In the 1683 list of members of the Dutch Church in Albany, 28 members were Indigenous converts. They are differentiated by the fact that they have a single name (i.e. Abraham) followed by the notation: “proselytes from among the heathen, having been instructed by us in the mysteries of faith and of the doctrines of Jesus Christ, and after making a public confession received baptism and were admitted to the Lord’s Supper.”
The Dutch Church lists another 10 Indigenous People admitted over the next several years. Each of the converts had taken a Dutch name, causing their nationality to become invisible in later documents and census surveys.
You can learn more about the Haudenosaunee Confederacy (the Iroquois) at the website of the Oneida Nation.
Illustrations, from above: First Dutch Church at Albany as it appears in several of the works of James Eights; Detail of Map of New Amsterdam from Beschryvinge van Nieuw-Nederlant, t’Aemsteldam: Evert Nieuwenhof, 1655; A map of Iroquois expansion during the Beaver Wars; statue of Isaac Jogues at the south end of Lake George at Lake George Battlefield Park; and the Dutch Reformed Church of Johannes Megapolensis in Beverwyck (Fort Orange, now Albany), erected in 1656.

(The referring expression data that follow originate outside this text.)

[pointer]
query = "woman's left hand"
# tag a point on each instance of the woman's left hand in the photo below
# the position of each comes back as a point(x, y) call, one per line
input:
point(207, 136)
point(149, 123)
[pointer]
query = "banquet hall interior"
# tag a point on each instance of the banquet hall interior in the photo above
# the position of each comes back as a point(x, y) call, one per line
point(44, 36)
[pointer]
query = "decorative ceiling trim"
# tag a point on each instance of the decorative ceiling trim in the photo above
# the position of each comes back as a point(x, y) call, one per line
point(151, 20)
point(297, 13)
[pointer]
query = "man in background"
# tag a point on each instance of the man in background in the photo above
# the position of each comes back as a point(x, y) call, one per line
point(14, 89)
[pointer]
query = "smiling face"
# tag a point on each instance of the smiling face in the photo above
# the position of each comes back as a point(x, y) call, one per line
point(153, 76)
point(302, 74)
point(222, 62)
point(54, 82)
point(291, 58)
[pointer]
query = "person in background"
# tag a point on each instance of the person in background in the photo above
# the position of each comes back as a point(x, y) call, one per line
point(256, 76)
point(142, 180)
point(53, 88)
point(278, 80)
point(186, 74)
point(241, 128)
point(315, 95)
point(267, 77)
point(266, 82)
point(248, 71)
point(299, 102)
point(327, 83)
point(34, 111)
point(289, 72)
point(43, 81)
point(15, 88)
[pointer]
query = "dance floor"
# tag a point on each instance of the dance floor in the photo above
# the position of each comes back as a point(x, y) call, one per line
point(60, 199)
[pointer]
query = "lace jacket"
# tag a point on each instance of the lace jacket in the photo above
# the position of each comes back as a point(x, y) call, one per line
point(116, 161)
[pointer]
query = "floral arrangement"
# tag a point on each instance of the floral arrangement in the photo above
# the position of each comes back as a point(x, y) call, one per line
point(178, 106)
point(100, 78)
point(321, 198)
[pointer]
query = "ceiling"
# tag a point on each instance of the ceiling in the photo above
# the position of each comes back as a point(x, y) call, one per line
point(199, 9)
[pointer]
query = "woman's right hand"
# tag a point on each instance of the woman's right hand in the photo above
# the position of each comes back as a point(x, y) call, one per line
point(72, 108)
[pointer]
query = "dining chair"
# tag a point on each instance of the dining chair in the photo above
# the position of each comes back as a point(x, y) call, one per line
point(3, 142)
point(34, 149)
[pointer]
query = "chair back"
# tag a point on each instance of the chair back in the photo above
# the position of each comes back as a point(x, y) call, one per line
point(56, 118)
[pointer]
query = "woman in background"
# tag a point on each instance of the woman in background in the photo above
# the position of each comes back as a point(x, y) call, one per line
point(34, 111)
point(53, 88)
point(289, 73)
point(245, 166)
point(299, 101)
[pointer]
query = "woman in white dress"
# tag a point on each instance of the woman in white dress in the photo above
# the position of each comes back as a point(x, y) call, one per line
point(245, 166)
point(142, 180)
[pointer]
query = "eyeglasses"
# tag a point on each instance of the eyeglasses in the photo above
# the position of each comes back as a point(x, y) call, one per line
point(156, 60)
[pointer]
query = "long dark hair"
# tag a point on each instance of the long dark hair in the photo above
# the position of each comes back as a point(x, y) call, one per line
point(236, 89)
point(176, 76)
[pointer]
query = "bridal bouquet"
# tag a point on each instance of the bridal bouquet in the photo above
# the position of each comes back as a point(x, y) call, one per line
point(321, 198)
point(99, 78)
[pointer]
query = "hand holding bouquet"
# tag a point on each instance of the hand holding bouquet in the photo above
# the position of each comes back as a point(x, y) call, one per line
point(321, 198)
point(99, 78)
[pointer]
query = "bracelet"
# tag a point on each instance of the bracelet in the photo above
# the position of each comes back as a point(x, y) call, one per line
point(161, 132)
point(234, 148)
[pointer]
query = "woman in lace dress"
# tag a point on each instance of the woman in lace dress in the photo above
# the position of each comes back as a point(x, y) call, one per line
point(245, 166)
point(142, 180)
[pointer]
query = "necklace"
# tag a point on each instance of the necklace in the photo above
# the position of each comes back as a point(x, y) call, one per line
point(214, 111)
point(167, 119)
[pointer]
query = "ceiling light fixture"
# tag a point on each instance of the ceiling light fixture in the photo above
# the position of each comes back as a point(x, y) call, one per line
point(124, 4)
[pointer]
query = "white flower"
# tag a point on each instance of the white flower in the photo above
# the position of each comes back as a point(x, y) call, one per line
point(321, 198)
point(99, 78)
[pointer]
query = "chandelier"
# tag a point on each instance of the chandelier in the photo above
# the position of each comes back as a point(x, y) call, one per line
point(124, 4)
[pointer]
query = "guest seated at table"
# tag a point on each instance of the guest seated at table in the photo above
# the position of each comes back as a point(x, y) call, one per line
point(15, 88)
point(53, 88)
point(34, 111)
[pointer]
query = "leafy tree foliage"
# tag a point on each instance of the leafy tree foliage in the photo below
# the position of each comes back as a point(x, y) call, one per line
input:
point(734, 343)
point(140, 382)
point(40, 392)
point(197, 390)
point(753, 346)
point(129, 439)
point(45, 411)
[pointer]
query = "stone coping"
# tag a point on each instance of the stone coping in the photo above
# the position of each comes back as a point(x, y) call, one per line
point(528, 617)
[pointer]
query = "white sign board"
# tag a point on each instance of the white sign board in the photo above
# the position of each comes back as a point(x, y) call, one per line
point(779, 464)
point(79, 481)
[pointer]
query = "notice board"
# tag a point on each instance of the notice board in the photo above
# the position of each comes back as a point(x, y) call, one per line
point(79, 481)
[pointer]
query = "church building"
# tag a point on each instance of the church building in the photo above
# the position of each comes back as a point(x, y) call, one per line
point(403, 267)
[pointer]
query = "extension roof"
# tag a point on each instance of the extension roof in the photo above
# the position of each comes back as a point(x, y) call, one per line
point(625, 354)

Great write up. Would only add that Jogues went with the Mohawks on a fish run on a stream in the Normanskill Watershed. This was a harvest of anadromous fish, e.g., shad, alewives, blueback herring, striped bass, that the Mohawks had not previously had direct access to immediately prior to the contact period. The Algonkians primary diet was anadromous fish from the many waterheds on their territory.
After Jogues escaped, the one captive left stayed in Tinnotoguen (Wolf Clan) for several years, Guillaume Couture, donne to Jogues.
There was a “Virgin Epidemic” that wiped out up to 90% of the Mohican nation. Prior to that, they prevented anything past the Schoharie for millennia. The Mahicans were not conquered. They died.,
they were “primarily hunter gatherers”? I thought they farmed the three sisters.
“largely hunter-gatherers” – they did grow corn, beans and squash, but also subsisted on all kinds of game, fish, and gathered berries, seeds, roots, etc. Crops are only available at the end of the growing season and through storage. Other foods were needed as well.